AKP'nin büyükşehirleri kaybetmesinin ardından çıkarılmıştı... Danıştay kararını verdi
Daha önce belediye başkanlarının yetkisinde olan belediye şirket ve iştiraklerine yönetim kurulu ve müdür atama yetkisinin belediye meclislerine verilmesine ilişkin çıkartılan genelgenin iptali ve yürütmesinin durdurulması talebini Danıştay reddetti.
Ticaret Bakanlığı, AKP’nin çok sayıda büyükşehir belediyesinin yönetimini kaybettiği yerel seçimlerin hemen ardından 15 Mayıs 2019’da belediye şirket ve iştiraklerine yönetim kurulu ve müdür atama yetkisinin belediye başkanından alıp belediye meclislerine veren bir genelge çıkardı. Ankara Büyükşehir Belediyesi, genelgenin yürütmesinin durdurulması ve iptali istemiyle Danıştay’a dava açtı.
Gazete Duvar'ın haberine göre, Danıştay, tüm belediyelerin merakla beklediği yürütmeyi durdurma konusunda ilk kararını verdi. Yürütmeyi durdurma talebini oy çokluğuyla reddeden Danıştay, genelgenin iptaline yönelik başvuruya ilişkin olarak daha sonra karar verecek.
Ankara Büyükşehir Belediyesi, dava dilekçesinde genelgenin ‘üst hukuk normlarına aykırı olduğunu’ iddia ederek, bugüne kadar sadece başkan tarafından kullanılan yetkinin değiştirilmesindeki amacın siyasi olduğunu, yasada belediye ve bağlı işletmelerde yönetmenin başkana ait bir yetki olduğunun yasayla belirlendiğini, çıkan genelge ile meclisin bu şirketleri hem yönetip hem de denetlemesi gibi bir durumun ortaya çıktığını belirterek bu durumun hukuk mantığına aykırı olduğunu vurgulamıştı.
TETKİK HAKİMİ BELEDİYEYİ HAKLI BULDU
Danıştay tetkik hakimi, belediyenin yürütmenin durdurulması yönündeki talebi haklı belediyeyi haklı buldu. Danıştay 8 ve 10. dairelerinden 9 üyenin katıldığı müzakere sonrasında ise yürütmenin durdurulması talebi 5 üyenin oyuyla reddedildi.

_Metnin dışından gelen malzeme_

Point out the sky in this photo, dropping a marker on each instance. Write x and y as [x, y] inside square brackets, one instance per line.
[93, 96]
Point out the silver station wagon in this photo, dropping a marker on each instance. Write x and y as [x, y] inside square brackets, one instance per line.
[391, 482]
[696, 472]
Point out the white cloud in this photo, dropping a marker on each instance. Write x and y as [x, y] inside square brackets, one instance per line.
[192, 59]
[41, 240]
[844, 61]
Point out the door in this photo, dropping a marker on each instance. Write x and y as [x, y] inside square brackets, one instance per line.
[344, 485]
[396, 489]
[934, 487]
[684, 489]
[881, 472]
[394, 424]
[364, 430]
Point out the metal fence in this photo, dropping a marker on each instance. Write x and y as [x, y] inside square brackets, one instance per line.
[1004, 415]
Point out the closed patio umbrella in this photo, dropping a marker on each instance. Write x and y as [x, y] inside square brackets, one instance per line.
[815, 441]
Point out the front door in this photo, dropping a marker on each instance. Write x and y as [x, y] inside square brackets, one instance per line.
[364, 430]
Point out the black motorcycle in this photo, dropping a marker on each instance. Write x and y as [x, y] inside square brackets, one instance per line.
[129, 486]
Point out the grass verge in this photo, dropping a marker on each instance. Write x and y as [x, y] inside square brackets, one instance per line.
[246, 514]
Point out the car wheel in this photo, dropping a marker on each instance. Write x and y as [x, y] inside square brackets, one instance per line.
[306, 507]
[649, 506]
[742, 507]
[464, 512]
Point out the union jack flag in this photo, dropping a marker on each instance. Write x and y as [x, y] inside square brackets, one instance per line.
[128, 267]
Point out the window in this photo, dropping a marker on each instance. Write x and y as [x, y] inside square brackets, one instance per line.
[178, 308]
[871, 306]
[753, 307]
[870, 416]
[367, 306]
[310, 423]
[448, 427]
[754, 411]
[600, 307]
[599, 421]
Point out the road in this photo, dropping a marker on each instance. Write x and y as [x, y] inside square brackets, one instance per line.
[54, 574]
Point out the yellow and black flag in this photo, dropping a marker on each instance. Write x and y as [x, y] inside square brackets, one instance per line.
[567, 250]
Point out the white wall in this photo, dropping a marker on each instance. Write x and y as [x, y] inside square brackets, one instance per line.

Karara muhalefet şerhi koyan 4 üye ise şerh gerekçelerini şöyle dile getirdi:
“Şirketlere ilişkin faaliyetler konusunda 5393 sayılı Yasanın 56. Maddesi uyarınca faaliyet raporu hazırlayıp, meclisin denetimine sunan ve yetersiz bulunması halinde meclisçe 26. Madde uyarınca görevine son verilebilen başkanın, söz konusu şirketleri yönetme yetkisi kapsamında Yönetim Kurulundaki temsilcisini de değiştirme hak ve yetkisi bulunmaktadır. Bu yetkinin meclise ait olduğunun kabulü şeklindeki yaklaşımın, meclisin bu şirketleri hem yönetip, hem denetleyebileceği gibi yasanın amaç ve sistematiğine aykırı bir sonuca yol açacağı açıktır.”